Autre signe positif de la résistance de son organisme, le virus gastro-intestinal qui a paralysé la moitié de l'équipe de course l'avant-dernier jour ne l'a pas affecté aussi gravement. Pour son capitaine, le jeune homme de Laichingen, en Souabe, a fait des merveilles, tant sur le plan défensif qu'offensif.
Dans la neuvième étape, le jeune coureur, qui n'avait que 23 ans pendant la Vuelta, a attendu le Slovène, qui faiblissait ce jour-là, et l'a ramené à l'avant.. Sur la quatrième, de la huitième et de la 19e étape il a préparé de manière exemplaire ses victoires du jour avec ses accélérations. "Il a été impressionnant, toujours là quand Primoz avait besoin de lui. Mais il a aussi trouvé l'équilibre pour se classer lui-même dans le top 10", a déclaré le chef d'équipe Ralph Denk.
Bien sûr, il aurait aussi aimé que Lipowitz porte le maillot blanc. "Mais qui sait à quoi cela peut servir", a-t-il réfléchi. "S'il avait remporté le maillot blanc, le 'Bild-Zeitung' aurait fait sa une sur 'Comme Jan Ullrich à l'époque'. Mais nous ne voulons pas faire de vagues avec Florian et ne pas parler d'un nouveau Jan Ullrich", a-t-il averti. Pour Denk, l'ancien biathlète a des perspectives d'avenir dans les circuits.
| Pos. | Coureurs | Temps |
|---|---|---|
| 1 | Groupama - FDJ | 00:26:28 |
| 2 | Red Bull - BORA - hansgrohe | +00:00:31 |
| 3 | Soudal Quick-Step | +00:00:42 |
| 4 | UAE Team Emirates | +00:00:43 |
| 5 | Team Jayco AlUla | +00:00:46 |
| 6 | Lidl - Trek | +00:00:52 |
Il faut se montrer, que ce soit chez les petits ou chez les grands. Du temps où il était chasseur à ski, Lipowitz, qui mesure 1,81 mètre et pèse 68 kilos, a accumulé un poids relativement important sous forme de musculature au niveau du torse. C'est un frein en montagne. Perdre du poids augmenterait encore ses capacités d'escalade. Mais perdre du poids sans perdre de substance est un grand art.

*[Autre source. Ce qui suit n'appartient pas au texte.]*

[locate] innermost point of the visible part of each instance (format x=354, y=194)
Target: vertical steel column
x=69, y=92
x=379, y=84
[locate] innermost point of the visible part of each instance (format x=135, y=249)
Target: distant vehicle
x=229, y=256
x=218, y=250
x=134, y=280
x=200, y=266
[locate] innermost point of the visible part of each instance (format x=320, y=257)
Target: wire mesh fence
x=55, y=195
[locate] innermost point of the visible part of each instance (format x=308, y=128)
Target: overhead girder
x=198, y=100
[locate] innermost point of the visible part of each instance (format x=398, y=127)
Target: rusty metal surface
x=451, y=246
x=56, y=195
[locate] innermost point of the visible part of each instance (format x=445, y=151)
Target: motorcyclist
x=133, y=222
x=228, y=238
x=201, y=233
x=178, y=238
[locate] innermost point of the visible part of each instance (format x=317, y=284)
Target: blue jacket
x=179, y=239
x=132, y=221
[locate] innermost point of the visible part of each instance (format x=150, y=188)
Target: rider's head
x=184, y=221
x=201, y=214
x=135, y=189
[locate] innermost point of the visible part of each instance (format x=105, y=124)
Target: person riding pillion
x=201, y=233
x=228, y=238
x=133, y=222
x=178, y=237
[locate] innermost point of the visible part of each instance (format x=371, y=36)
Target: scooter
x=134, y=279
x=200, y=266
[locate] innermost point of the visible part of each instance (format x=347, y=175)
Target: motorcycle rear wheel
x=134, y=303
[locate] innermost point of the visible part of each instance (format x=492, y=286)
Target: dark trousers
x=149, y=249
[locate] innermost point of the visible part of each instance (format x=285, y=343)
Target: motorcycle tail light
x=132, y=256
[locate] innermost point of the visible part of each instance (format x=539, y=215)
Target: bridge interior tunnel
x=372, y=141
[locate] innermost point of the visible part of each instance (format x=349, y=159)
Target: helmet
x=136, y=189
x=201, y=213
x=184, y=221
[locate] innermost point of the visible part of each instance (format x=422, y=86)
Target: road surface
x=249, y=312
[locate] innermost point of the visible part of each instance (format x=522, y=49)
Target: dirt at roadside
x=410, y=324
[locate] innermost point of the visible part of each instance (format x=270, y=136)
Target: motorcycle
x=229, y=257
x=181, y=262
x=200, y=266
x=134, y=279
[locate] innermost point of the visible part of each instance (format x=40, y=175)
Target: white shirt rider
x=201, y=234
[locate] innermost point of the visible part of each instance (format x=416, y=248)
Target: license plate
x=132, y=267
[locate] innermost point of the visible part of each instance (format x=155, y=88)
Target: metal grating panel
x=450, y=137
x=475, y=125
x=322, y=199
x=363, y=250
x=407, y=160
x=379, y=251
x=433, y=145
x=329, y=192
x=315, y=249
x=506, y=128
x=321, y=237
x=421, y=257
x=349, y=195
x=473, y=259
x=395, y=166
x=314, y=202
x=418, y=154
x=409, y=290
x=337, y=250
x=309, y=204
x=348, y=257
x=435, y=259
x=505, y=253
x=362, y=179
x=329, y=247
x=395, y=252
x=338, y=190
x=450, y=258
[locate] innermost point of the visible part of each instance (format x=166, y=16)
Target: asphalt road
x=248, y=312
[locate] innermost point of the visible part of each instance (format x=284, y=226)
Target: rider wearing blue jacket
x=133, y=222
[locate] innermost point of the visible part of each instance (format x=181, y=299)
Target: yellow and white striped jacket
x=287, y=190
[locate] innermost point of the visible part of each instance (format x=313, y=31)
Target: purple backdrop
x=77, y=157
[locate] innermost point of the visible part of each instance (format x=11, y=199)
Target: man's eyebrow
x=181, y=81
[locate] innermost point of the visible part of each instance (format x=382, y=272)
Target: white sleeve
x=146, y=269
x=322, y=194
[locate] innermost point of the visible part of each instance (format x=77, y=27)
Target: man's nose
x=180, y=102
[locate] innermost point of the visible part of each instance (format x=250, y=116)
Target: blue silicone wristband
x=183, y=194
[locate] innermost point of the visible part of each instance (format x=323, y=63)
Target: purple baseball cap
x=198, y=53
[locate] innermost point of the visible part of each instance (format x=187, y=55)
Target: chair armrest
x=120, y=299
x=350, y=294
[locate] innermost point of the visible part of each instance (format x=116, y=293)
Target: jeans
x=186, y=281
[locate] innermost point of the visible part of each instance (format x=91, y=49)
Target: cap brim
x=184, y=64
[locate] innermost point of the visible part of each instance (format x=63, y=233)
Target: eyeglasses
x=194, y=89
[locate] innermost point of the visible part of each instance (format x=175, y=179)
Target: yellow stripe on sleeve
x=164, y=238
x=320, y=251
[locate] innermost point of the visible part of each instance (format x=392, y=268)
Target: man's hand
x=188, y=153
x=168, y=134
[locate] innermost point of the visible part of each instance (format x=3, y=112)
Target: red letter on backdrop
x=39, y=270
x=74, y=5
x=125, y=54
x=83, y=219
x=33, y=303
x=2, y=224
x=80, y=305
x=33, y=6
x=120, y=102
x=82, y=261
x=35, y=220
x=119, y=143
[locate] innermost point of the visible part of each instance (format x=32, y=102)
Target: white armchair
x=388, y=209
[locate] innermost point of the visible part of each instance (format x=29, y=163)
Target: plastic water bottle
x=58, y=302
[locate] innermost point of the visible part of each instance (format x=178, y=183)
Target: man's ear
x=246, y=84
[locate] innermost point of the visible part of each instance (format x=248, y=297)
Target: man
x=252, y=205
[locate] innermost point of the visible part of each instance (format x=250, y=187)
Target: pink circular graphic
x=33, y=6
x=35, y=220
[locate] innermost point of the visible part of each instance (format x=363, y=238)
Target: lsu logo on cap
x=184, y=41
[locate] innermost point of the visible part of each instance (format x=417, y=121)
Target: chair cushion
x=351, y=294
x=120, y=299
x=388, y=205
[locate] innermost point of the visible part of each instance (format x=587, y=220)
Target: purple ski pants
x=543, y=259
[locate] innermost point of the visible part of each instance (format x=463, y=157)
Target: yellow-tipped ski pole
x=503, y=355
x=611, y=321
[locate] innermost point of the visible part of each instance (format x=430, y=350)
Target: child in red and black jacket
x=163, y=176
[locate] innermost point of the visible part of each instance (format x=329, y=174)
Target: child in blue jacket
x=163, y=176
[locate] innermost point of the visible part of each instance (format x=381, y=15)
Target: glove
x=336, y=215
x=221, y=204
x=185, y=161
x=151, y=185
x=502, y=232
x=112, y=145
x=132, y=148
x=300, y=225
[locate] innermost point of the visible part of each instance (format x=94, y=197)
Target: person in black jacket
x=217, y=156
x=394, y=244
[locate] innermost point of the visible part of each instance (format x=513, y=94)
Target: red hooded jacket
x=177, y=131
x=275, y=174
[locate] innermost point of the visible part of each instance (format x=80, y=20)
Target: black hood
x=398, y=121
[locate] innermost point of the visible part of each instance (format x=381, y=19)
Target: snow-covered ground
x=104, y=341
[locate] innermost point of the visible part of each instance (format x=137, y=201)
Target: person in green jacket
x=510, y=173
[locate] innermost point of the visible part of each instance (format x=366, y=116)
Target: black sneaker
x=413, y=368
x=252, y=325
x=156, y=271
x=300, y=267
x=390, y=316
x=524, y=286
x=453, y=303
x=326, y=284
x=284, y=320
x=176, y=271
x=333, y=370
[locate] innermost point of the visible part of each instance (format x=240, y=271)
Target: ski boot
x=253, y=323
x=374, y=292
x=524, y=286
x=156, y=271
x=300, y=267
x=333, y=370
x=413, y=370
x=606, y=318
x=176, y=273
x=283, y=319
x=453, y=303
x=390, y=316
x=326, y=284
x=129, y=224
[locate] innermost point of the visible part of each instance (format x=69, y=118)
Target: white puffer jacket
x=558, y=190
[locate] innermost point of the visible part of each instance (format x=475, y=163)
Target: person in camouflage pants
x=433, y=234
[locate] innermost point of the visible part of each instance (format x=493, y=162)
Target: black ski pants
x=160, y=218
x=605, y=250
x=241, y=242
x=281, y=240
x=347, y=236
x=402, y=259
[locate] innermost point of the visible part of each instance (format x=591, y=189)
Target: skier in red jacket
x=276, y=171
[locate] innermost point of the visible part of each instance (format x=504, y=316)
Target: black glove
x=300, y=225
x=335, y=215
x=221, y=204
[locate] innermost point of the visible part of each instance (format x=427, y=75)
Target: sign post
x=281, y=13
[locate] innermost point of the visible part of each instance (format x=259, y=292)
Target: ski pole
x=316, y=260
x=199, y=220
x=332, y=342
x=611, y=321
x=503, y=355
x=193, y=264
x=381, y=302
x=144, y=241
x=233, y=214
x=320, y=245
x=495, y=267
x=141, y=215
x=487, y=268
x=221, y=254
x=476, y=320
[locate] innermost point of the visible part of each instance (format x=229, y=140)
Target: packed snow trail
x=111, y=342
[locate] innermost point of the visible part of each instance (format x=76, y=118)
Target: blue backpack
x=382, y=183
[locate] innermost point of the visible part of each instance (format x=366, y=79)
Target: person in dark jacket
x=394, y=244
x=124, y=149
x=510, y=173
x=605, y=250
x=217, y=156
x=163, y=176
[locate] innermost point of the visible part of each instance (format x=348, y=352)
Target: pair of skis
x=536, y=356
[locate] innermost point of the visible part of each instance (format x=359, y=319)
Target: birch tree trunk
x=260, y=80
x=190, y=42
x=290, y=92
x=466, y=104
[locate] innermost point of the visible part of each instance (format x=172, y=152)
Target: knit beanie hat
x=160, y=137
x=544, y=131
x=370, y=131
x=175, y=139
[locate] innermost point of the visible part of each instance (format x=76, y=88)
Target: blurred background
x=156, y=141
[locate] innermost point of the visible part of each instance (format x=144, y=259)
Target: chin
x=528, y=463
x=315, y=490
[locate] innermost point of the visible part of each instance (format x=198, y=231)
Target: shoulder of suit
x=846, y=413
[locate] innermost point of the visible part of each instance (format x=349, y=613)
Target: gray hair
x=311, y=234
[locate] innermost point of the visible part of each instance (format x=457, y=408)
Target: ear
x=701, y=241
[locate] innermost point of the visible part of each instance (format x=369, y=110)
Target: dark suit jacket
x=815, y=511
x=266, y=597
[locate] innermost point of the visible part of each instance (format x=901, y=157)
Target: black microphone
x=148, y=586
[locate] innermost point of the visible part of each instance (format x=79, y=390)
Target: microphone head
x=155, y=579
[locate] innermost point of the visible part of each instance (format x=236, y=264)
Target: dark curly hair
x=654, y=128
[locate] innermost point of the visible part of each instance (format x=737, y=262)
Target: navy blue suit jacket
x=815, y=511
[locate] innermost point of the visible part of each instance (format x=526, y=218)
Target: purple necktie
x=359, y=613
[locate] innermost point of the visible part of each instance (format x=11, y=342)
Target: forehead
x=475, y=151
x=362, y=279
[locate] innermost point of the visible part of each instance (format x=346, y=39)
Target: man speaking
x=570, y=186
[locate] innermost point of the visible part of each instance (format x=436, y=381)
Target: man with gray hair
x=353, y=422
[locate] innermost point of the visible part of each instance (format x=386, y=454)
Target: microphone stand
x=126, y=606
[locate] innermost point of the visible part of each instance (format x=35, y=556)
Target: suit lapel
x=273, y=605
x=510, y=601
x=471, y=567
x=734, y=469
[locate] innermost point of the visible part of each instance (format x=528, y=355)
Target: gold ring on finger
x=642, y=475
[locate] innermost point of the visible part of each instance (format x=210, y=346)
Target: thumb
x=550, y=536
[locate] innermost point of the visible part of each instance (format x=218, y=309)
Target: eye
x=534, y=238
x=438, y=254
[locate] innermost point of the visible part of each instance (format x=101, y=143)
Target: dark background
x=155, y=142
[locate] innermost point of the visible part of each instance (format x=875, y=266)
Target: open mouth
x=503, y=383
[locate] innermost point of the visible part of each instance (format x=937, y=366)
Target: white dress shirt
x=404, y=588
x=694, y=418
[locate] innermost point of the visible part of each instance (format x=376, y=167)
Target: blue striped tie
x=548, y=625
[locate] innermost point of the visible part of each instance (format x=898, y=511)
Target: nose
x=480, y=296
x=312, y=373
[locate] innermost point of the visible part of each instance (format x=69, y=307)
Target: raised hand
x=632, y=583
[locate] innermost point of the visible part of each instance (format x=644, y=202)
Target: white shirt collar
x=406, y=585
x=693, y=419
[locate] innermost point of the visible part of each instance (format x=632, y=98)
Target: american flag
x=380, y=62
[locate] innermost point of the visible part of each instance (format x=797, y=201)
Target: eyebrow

Denk se réjouit surtout du fait que Florian Lipowitz, en tant que cycliste, est un enfant de l'écurie. Tirol KTM, où le jeune Souabe a passé ses trois premières années, était à l'époque partenaire de coopération de Bora-Hansgrohe. Il avait déjà rendu hommage à Ralph Denk, bien qu'il soit encore biathlète et élève du célèbre internat de ski de Stams, en Autriche.
"Il m'a appelé et m'a dit qu'il voulait devenir cycliste professionnel et si je pouvais lui donner quelques conseils. En biathlon, il ne rencontrait plus rien. Nous avons alors convenu d'un rendez-vous. Il venait de l'internat de ski en vélo, il avait déjà 100 kilomètres au compteur. C'était en janvier, il faisait assez froid. Malgré cela, il est reparti à vélo et n'est arrivé à l'internat que tard dans la nuit, après avoir parcouru 200 kilomètres au total". Cela a fortement impressionné son futur employeur. "C'est exactement le genre de gars dont on a besoin", estime Denk. Avec cette combinaison de talent d'endurance et de courage, Florian Lipowitz peut encore aller très loin.